Benedikte recalled the nasty stairwell and shuddered. “No. You must stay down here and keep the aunts at bay. And should I need your help ...”
“But you can’t possibly go up there alone. Are you mad, girl? Sander here will accompany you while I keep an eye on the shrews.”
“No,” Benedikte began passionately. She didn’t want him there, for what if she were to discover something ... indecent? But what sort of indecency could there possibly be on an empty floor? She finally gave in. She suddenly realized she didn’t feel like going up there alone.
“But should you need my help, give me a shout,” said Sheriff Sveg. “Even though I’m not very good at arresting ghosts.”
Benedikte looked at him, trembling. She couldn’t help thinking that the whole thing was getting slightly too complicated for her dazed senses.
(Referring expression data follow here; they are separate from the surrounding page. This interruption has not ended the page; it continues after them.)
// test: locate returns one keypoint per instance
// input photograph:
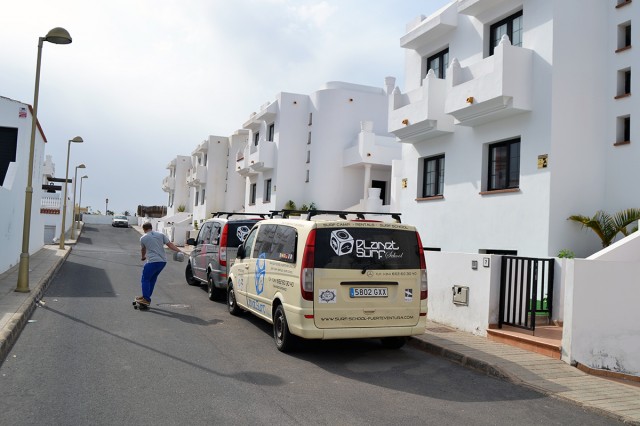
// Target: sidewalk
(546, 375)
(16, 308)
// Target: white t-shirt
(154, 242)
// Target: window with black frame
(438, 63)
(433, 176)
(267, 191)
(511, 27)
(504, 165)
(271, 132)
(252, 194)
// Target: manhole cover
(440, 330)
(174, 305)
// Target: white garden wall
(601, 327)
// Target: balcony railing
(242, 162)
(494, 88)
(50, 205)
(419, 114)
(263, 157)
(169, 184)
(197, 176)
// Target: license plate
(368, 292)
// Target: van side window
(215, 234)
(264, 241)
(285, 242)
(204, 237)
(249, 241)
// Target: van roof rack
(229, 214)
(342, 214)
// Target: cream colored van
(330, 277)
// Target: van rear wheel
(233, 307)
(212, 291)
(285, 341)
(188, 274)
(393, 342)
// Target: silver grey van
(215, 250)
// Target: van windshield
(366, 248)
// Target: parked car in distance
(332, 279)
(120, 221)
(215, 248)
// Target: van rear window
(237, 232)
(360, 248)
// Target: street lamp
(77, 139)
(57, 36)
(80, 202)
(75, 177)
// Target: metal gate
(526, 291)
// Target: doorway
(383, 189)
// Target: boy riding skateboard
(152, 250)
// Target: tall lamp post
(56, 36)
(75, 177)
(80, 202)
(77, 139)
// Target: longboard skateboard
(138, 305)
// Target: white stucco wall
(444, 270)
(337, 111)
(12, 192)
(602, 316)
(574, 73)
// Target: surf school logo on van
(242, 232)
(343, 243)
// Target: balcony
(242, 162)
(268, 112)
(477, 8)
(434, 26)
(263, 156)
(169, 184)
(197, 176)
(371, 149)
(50, 205)
(497, 87)
(419, 115)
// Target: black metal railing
(526, 291)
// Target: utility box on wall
(460, 295)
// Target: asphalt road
(87, 357)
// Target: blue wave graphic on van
(261, 270)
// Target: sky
(144, 81)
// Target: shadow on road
(253, 377)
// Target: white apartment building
(326, 149)
(15, 137)
(176, 185)
(515, 115)
(209, 177)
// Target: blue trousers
(150, 273)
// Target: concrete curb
(460, 358)
(11, 332)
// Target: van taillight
(424, 286)
(222, 250)
(306, 274)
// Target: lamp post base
(23, 274)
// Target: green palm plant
(606, 226)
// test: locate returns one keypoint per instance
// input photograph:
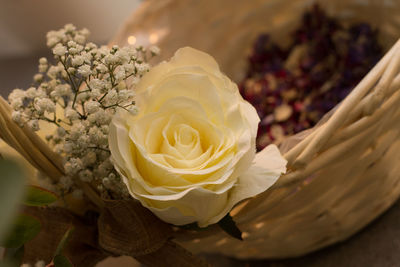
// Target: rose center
(187, 141)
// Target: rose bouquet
(117, 139)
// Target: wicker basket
(344, 172)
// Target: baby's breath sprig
(79, 95)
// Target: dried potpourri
(292, 88)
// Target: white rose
(189, 154)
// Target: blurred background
(23, 27)
(24, 24)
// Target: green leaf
(12, 182)
(14, 255)
(37, 196)
(64, 240)
(61, 261)
(24, 229)
(229, 226)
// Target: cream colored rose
(189, 155)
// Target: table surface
(376, 245)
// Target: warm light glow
(131, 40)
(153, 38)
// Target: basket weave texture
(344, 172)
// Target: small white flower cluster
(80, 94)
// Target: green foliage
(11, 192)
(36, 196)
(24, 229)
(14, 256)
(64, 240)
(229, 226)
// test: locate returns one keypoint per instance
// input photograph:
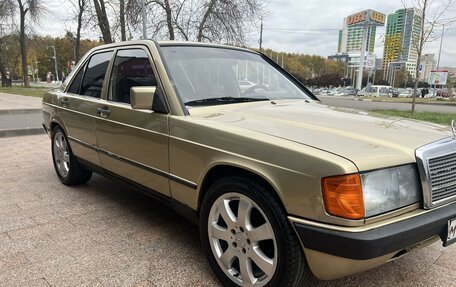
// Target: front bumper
(373, 243)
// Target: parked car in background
(377, 91)
(442, 93)
(392, 92)
(279, 184)
(406, 93)
(244, 85)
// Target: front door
(133, 144)
(78, 105)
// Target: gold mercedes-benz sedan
(280, 185)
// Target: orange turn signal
(343, 196)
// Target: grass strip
(433, 117)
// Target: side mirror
(142, 97)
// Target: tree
(81, 8)
(205, 20)
(433, 15)
(6, 11)
(34, 9)
(102, 20)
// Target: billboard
(438, 77)
(366, 17)
(370, 62)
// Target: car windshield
(210, 76)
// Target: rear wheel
(69, 171)
(247, 238)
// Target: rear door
(133, 143)
(78, 105)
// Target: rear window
(95, 73)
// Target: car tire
(68, 169)
(258, 249)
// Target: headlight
(388, 189)
(357, 196)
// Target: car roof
(172, 43)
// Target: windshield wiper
(223, 101)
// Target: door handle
(64, 101)
(103, 111)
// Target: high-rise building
(428, 63)
(403, 32)
(351, 38)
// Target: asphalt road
(353, 102)
(21, 120)
(104, 234)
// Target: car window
(95, 73)
(76, 84)
(200, 73)
(132, 68)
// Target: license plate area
(451, 235)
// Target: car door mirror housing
(142, 97)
It didn’t help that Sander misinterpreted her insecurity and placed his hand on her shoulder in order to console her. That sort of thing came naturally to him. He had grown up in a family in which physical contact, hugs and kisses and light caresses, were part of the daily routine. Benedikte hadn’t. Back home at Linden Avenue, everyone was deeply attached to one another but they seldom expressed it except in the form of warm and sincere glances or through acts of kindness. They didn’t touch one another very often, only on special occasions when they were saying farewell or expressing gratitude.
That was why Sander’s touch totally stunned her, and she was unable to distinguish between level-headed thoughts and high-flying romantic dreams.
He touched me! His hand rested on my shoulder and back, I can still feel it through my dress, like a warm, heartfelt expression of love on my body. He put his arm around me! He likes me, he must!
Or perhaps not? Perhaps he just feels sorry for me. Yes, that’s probably it. But the memory of his hand on my shoulder is one that no one can ever take from me. It will remain with me always.
She tried to stop her heart from pounding so hard, but how was she to do that?
Benedikte had fallen hopelessly in love with a man whom hundreds of girls fantasized about and who could choose any girl he wanted.
She had fallen into a miserable trap. And her starting point couldn’t have been worse.